Where the Armistice was signed
November 1918

Pictures at the museum

Connections

WWI
 

 In July 2007 my wife and myself were visiting a friend in Compiegne, northern France. One of the must-see places there is the "Clearing in the forest" where the allies and the Germans agreed to end the first world war in November 1918. The Armistice was signed in a railway carriage that was part of Marshall Foche's train, parked on a military branch line in the Compiegne Forest. The carriage is an adapted dining car of the Compagnie Internationale des Wagons Lits et des Grandes Express Européens. In 1940 Hitler insisted on getting it out again to sign the French surrender. The original was destroyed in an allied air raid over Germany but the carriage in the museum is one of the same series. They have built a museum around the carriage.

Inside, the tables are set out with the places of the main participants marked. Facsimiles of the documents are there, and even an ashtray claimed to contain a cigar butt smoked by Foche. I found it curious that, although the French and British were represented on the allied side, there was no mention of any Americans. Were there none at the Armistice talks?

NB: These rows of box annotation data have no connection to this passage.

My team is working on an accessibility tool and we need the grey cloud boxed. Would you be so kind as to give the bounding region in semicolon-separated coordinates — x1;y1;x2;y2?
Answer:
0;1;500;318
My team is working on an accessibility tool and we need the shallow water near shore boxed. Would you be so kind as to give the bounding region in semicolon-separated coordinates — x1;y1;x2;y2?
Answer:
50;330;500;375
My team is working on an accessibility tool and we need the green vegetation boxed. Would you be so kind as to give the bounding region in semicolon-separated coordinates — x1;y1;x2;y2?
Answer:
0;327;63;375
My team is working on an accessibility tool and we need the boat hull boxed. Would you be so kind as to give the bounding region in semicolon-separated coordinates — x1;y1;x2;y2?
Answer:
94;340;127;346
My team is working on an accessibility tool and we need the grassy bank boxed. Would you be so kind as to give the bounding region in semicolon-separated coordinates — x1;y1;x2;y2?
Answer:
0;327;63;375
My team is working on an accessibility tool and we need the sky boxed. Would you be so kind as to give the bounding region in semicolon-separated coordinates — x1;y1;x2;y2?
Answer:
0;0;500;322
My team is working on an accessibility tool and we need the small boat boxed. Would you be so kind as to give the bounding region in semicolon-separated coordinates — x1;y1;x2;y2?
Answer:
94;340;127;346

In the museum there are graphic images of the horrors of the war with a series of photograph collections of many aspects of the war.

Outside the museum there are huge memorials to French "gloire" and especially to Marshall Foche, who was the supreme commander on the allied side. Personally, I wished there had been some mention of the European Union whose main purpose is to prevent this kind of horror ever happening again.

The Wagon Lits diner where the allied representatives held talks with the Germans and signed the armistice.